Often, perfectionism is rooted in finding a strong sense of identity in one’s work role.

Also, it can be rooted in a strong sense of value in work ethic and quality output.

Performing at work can be a way to feel good enough, or to provide a sense of meaning and purpose.

Challenging perfectionism

Reducing perfectionistic standards can involve digging into how people find their sense of identity and worth.

This can be confronting.

Those that find their sense of identity or meaning from producing high quality work are even more vulnerable to experiencing stress in the workplace.

If they do not achieve expectations, they may feel not good enough or useless.

However, if they continue to pursue such lofty expectations, the cost they wear may be increased stress and anxiety.

Throughout my clinical experience I have become sensitive to how challenging it is to reduce lofty expectations.

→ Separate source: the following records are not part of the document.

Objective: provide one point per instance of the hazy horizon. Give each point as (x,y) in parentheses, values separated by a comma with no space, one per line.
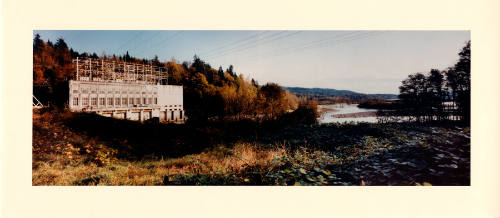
(372,62)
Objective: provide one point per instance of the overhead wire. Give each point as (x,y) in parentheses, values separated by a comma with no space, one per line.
(257,43)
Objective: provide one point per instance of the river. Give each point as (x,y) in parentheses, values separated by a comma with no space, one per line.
(339,113)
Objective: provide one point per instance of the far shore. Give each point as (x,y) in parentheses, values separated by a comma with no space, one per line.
(356,115)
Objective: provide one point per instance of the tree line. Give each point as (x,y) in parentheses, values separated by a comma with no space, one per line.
(209,93)
(437,95)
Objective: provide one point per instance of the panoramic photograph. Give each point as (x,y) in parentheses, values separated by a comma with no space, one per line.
(251,107)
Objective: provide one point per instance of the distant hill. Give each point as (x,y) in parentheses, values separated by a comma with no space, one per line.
(334,95)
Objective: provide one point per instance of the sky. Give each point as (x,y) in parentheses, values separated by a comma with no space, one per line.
(363,61)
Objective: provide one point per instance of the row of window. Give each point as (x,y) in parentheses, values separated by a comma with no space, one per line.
(114,101)
(117,101)
(85,91)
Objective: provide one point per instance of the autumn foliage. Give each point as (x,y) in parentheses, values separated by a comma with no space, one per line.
(209,93)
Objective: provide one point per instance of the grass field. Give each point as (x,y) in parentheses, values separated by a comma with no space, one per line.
(86,149)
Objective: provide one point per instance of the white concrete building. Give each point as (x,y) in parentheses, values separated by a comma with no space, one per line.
(126,91)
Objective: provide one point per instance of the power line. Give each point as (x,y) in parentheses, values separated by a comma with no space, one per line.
(258,43)
(315,42)
(247,43)
(233,43)
(310,45)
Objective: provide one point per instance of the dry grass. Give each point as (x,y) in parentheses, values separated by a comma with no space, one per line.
(220,160)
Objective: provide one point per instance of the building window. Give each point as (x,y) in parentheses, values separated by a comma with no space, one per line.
(85,102)
(93,101)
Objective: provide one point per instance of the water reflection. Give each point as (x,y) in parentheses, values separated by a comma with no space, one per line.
(339,113)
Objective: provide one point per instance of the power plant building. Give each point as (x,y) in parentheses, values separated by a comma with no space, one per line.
(125,90)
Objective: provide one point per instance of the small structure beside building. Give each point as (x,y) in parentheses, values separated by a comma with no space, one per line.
(125,90)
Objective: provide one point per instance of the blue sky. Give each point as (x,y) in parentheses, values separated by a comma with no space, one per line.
(362,61)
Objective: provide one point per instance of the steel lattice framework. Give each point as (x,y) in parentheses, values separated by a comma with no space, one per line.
(104,70)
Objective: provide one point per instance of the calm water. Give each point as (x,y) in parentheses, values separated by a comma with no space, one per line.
(345,109)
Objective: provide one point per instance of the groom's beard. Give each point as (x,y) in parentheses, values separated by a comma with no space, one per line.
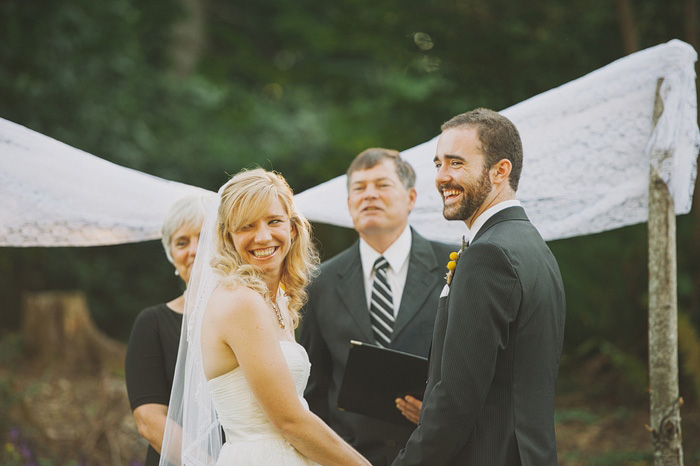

I am aware that it is often fear-inducing to challenge perfectionism.

For example, there is the fear that lowering expectations may lead to criticism, or unnecessary attention from colleagues.

Still, I have seen many clients benefit from the process of evaluating the pressures they place on themselves and developing greater self-compassion.

Clients have come to learn it is okay to not produce the 110 per cent that they normally would and still find satisfaction in their work.

Whether it is perfectionism or something else causing workplace stress, it is never too late to explore how to cope more effectively in the workplace, and to seek mental health support.